Bloomberg News

Societe Generale Sells First Samurai Bond After Four-Year Delay

November 22, 2012

Societe Generale SA (GLE) sold its first Samurai bonds, pricing 70 billion yen ($849 million) of the debt more than four years after the lender registered to offer the securities.

It sold 23.8 billion yen of 0.9 percent two-year notes to yield 60 basis points more than the yen swap rate, 39.7 billion yen of 1 percent three-year bonds at a spread of 70 basis points, and 6.5 billion yen of 1.11 percent Samurais due in five years at a 75 basis-point premium, according to data compiled by Bloomberg.

France’s second-largest bank marketed the yen-denominated securities in the Japanese market after European Central Bank President Mario Draghi pledged to buy unlimited amounts of government bonds, easing concern about the region’s debt crisis. Moody’s Investors Service this week cut France’s rating from the top investment grade, citing a worsening economic outlook.

Ai Ogawara, a spokeswoman in Tokyo for Societe Generale, wasn’t immediately able to comment on today’s sale, and on the bank’s previous plans to offer Samurai bonds.

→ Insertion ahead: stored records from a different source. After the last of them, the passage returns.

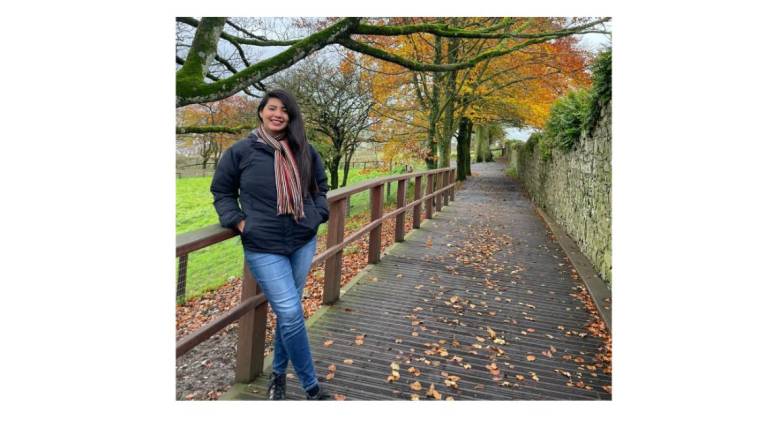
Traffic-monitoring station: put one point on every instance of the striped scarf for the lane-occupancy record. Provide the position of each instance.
(287, 177)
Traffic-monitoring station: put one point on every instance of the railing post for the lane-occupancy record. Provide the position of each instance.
(438, 197)
(417, 207)
(446, 182)
(334, 236)
(402, 185)
(252, 333)
(430, 189)
(181, 282)
(377, 209)
(453, 184)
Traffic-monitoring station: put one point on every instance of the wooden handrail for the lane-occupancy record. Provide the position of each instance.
(440, 189)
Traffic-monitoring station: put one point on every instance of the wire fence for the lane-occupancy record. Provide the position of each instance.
(209, 268)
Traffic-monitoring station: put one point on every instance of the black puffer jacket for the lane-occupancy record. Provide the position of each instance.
(247, 171)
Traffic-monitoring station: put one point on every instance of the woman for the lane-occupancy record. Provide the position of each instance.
(280, 181)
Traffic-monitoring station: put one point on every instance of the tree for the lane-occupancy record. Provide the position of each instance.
(212, 127)
(336, 102)
(192, 87)
(515, 89)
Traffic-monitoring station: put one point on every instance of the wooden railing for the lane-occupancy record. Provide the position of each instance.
(252, 310)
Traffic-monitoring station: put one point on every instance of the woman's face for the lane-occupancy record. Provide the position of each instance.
(274, 116)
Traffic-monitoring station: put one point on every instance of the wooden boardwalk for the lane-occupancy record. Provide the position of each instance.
(481, 302)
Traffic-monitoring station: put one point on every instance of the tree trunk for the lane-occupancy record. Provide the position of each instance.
(487, 147)
(334, 169)
(462, 149)
(479, 139)
(450, 93)
(434, 112)
(347, 164)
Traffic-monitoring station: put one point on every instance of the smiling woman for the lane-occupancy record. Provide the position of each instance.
(279, 180)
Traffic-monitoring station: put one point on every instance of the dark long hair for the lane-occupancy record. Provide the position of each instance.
(297, 137)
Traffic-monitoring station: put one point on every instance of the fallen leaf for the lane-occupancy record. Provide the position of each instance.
(434, 393)
(414, 371)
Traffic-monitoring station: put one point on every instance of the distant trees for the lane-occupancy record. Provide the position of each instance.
(211, 127)
(336, 102)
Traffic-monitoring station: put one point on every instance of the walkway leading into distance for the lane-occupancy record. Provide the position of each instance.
(480, 302)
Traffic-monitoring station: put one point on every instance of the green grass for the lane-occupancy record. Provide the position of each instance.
(209, 268)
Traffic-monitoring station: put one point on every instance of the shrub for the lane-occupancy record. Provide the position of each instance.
(567, 119)
(601, 88)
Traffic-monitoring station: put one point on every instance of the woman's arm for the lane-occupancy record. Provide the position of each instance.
(225, 188)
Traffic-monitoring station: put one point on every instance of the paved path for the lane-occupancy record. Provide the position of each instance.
(481, 302)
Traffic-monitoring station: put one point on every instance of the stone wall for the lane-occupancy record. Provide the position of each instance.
(574, 189)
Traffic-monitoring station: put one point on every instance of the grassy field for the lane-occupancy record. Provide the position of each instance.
(209, 268)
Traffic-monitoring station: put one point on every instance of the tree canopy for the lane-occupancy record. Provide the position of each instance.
(196, 83)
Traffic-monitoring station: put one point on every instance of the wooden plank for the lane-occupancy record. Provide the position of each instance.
(377, 208)
(192, 340)
(430, 189)
(446, 182)
(400, 219)
(198, 239)
(252, 333)
(181, 281)
(417, 198)
(334, 237)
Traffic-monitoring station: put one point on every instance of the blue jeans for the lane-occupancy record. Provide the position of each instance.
(282, 278)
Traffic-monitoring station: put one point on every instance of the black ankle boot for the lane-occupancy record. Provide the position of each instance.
(318, 394)
(276, 387)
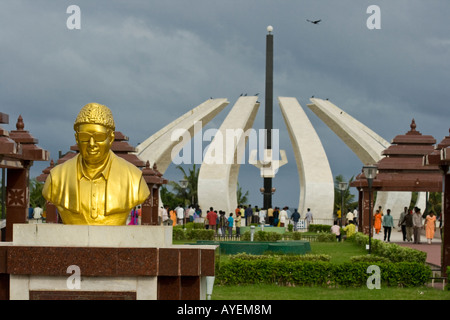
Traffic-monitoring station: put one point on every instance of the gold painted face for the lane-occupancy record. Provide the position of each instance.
(94, 142)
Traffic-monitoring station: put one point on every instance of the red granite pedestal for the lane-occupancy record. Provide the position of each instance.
(38, 264)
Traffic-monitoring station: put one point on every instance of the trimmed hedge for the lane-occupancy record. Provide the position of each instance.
(391, 251)
(318, 273)
(192, 234)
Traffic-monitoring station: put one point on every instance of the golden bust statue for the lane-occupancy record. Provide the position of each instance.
(96, 187)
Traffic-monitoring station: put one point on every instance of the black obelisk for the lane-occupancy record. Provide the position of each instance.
(268, 112)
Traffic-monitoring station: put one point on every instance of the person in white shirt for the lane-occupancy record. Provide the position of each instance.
(37, 213)
(283, 217)
(180, 214)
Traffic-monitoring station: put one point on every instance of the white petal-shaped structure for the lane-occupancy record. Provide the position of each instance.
(316, 179)
(161, 146)
(218, 176)
(365, 143)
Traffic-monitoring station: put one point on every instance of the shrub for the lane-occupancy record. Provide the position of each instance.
(192, 234)
(391, 251)
(369, 258)
(319, 228)
(262, 236)
(245, 270)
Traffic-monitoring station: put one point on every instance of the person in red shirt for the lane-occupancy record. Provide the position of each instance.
(212, 218)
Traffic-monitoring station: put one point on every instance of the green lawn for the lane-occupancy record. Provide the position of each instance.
(274, 292)
(339, 252)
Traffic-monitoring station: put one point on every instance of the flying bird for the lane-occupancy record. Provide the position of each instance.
(315, 21)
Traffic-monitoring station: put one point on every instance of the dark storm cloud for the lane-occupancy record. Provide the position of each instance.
(152, 61)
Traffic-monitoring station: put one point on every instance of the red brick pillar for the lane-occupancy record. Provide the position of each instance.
(367, 213)
(16, 199)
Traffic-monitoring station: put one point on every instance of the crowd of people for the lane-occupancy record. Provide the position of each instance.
(411, 222)
(224, 223)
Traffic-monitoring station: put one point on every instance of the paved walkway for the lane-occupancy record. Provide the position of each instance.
(433, 250)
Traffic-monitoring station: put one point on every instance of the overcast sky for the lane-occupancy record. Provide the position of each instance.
(152, 61)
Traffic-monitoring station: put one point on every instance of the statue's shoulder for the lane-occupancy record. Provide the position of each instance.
(66, 165)
(123, 164)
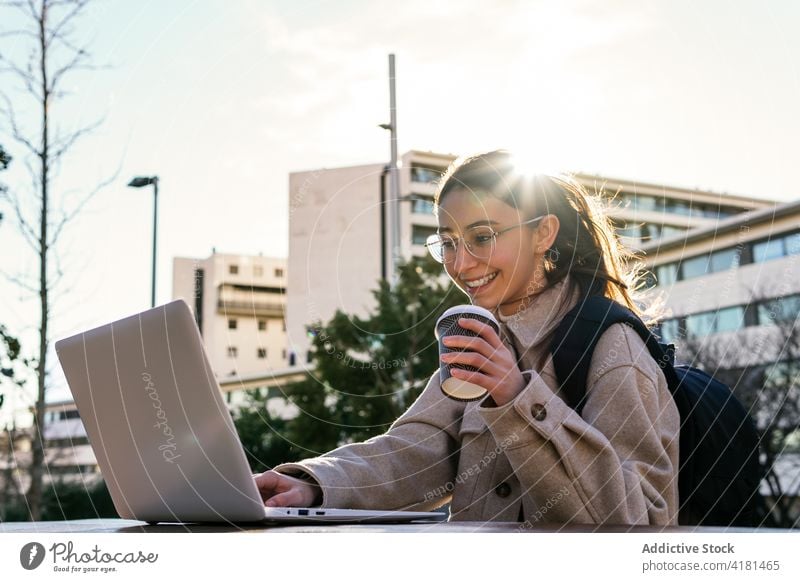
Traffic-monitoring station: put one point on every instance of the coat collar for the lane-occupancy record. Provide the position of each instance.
(532, 325)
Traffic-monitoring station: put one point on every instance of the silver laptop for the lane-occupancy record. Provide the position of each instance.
(163, 437)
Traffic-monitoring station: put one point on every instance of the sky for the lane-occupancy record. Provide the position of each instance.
(222, 100)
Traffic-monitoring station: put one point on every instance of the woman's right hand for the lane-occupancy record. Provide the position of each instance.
(278, 490)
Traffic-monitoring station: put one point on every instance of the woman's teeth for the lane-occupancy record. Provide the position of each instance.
(481, 281)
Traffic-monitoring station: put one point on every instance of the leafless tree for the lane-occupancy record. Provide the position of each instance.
(47, 31)
(762, 366)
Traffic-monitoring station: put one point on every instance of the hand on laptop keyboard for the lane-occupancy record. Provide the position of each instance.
(278, 490)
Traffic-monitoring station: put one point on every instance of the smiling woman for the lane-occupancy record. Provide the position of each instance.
(529, 249)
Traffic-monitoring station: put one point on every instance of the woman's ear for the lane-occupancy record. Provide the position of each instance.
(547, 232)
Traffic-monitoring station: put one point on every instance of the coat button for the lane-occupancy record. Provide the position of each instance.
(503, 490)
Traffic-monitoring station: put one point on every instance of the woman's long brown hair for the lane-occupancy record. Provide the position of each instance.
(586, 246)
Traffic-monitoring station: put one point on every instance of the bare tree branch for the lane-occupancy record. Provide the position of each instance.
(61, 148)
(15, 130)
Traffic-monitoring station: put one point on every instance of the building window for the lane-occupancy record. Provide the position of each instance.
(724, 260)
(779, 310)
(670, 330)
(694, 267)
(767, 250)
(726, 319)
(422, 205)
(667, 274)
(793, 244)
(419, 233)
(425, 174)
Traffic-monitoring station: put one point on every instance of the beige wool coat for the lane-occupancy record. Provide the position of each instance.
(533, 460)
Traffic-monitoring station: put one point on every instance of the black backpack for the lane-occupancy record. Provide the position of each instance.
(719, 470)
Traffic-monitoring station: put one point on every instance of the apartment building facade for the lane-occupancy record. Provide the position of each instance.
(239, 303)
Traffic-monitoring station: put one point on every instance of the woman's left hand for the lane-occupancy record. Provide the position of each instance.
(496, 366)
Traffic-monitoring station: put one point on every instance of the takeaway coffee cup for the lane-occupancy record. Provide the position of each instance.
(448, 325)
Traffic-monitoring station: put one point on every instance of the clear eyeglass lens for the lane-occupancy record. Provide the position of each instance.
(479, 240)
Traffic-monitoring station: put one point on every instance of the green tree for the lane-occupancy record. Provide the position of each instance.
(367, 371)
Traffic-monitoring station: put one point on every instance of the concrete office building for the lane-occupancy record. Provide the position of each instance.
(731, 279)
(339, 240)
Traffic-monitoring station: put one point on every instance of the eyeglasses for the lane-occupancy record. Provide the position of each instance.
(479, 242)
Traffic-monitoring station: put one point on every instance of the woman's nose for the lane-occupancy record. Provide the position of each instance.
(463, 259)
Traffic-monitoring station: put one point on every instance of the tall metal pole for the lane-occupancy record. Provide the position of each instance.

The Paris-based bank filed to sell the notes in September 2008, just before Lehman Brothers Holdings Inc. declared bankruptcy. It delayed the offering amid the global financial turmoil, a person with direct knowledge of the matter said at the time. The registration was valid for two years.

Societe Generale posted another filing on June 8, 2011 to sell Samurai debt. It said in the submission that it would set the terms for an offering of three- and five-year fixed-rate notes, as well as five-year floating-rate securities, by the middle of that month.

The issuer then postponed the offering, a person familiar with the matter said 17 months ago, asking not to be identified because the details were private.